I do take reader concerns and wishes to heart, but this is not something I can do. Regretfully.

Academic conference & romance

After so many years in academia and dozens of conferences, finally there’s one I would have liked to go to, but missed. There’s an article on the Huffington Post about a conference at Princeton in which the topic of discussion was the current state of the romance genre.

According to the article, Professor Sally Goede talked about  the Into the Wilderness series. This is fantastic of course, and I’m very pleased.
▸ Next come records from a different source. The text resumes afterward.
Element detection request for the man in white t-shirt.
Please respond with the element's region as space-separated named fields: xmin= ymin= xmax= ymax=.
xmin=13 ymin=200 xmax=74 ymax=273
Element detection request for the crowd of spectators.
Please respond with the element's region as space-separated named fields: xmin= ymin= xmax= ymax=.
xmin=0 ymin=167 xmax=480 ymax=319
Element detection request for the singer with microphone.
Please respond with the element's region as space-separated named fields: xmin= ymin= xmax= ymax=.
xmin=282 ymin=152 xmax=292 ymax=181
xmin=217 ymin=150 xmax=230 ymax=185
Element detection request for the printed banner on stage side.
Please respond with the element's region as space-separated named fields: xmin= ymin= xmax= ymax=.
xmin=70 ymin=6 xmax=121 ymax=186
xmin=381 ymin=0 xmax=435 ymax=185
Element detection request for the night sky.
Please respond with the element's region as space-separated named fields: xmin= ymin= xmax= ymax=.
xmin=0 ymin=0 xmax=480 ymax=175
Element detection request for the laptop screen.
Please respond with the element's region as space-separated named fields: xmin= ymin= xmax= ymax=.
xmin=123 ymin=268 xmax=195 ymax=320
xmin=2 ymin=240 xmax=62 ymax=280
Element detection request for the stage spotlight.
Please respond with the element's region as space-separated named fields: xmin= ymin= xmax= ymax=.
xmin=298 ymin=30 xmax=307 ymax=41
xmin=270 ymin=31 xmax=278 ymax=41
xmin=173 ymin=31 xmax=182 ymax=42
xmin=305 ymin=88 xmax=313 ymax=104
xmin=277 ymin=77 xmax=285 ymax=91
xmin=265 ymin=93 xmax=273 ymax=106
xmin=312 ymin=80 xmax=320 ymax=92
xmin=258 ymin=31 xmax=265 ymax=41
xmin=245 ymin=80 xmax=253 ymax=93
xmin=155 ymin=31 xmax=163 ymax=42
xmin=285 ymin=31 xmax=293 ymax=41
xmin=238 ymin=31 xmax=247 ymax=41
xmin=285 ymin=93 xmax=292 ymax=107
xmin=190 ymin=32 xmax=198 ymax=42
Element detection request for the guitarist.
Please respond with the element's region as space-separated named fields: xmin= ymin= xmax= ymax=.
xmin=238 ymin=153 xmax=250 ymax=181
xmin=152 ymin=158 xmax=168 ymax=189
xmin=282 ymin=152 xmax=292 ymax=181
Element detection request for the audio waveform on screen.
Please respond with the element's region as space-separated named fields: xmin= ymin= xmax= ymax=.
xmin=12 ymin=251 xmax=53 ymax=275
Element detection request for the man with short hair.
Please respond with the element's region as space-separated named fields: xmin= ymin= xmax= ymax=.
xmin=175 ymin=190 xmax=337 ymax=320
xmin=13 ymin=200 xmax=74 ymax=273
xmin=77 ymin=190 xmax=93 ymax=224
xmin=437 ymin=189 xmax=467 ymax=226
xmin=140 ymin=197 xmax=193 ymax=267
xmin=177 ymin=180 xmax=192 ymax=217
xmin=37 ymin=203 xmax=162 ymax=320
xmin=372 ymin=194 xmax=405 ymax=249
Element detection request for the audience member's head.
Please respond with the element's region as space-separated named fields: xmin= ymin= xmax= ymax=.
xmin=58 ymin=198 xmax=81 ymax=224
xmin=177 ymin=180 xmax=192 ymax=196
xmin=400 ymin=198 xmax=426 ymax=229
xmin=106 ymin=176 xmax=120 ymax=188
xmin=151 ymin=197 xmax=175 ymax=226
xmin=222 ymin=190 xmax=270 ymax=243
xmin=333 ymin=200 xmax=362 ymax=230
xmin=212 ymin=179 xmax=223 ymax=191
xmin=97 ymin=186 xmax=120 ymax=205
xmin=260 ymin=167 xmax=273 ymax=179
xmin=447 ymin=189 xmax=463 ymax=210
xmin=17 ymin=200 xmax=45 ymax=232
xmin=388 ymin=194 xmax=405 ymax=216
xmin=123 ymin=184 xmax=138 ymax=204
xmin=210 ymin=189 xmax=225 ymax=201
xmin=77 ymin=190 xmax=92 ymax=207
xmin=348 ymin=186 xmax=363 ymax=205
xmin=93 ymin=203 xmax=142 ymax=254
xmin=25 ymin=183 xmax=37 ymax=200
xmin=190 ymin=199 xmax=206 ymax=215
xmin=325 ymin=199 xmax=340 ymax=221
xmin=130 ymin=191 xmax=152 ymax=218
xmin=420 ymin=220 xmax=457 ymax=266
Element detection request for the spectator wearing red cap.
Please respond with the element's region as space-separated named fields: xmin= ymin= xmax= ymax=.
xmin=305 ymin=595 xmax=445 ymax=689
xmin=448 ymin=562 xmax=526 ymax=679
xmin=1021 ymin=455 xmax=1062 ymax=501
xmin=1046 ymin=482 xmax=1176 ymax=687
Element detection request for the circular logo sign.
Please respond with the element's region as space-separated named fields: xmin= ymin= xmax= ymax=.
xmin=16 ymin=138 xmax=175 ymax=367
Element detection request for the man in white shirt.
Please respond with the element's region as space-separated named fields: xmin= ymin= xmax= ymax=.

I wish they hadn’t misspelled Sara’s name in the article, but hey.

The really amusing thing here is that academic annual conferences — the MLA, for example — is a hotbed for romance of all kinds. Except the fictional.

An excerpt from Rendell’s piece for the HuffPo:

Romances offer very different things to very different readers, therefore, and to lump the genre and its audience together is short-sighted – and problematic. This point was driven home to me during Professor Emily Haddad’s paper about the depiction of the Middle East in romances featuring sheikhs. Haddad drew on Edward Said’s theory of Orientalism which describes the way the West constructs and “others” the East through its writings and discourses. For too long, romance has been the “East” and “other” of the literary world: talked about in generalities, pigeonholed, and not understood for its nuances and variety.

I may not have gotten my answer for why romance is selling so well in our troubled times, but the Princeton conference taught me that to rush to conclusions about romance fiction is to flatten out a rich, varied, and continually evolving genre. In the end, though, I did conclude one thing. People read and enjoy romance just as people deal with hard economic times: differently.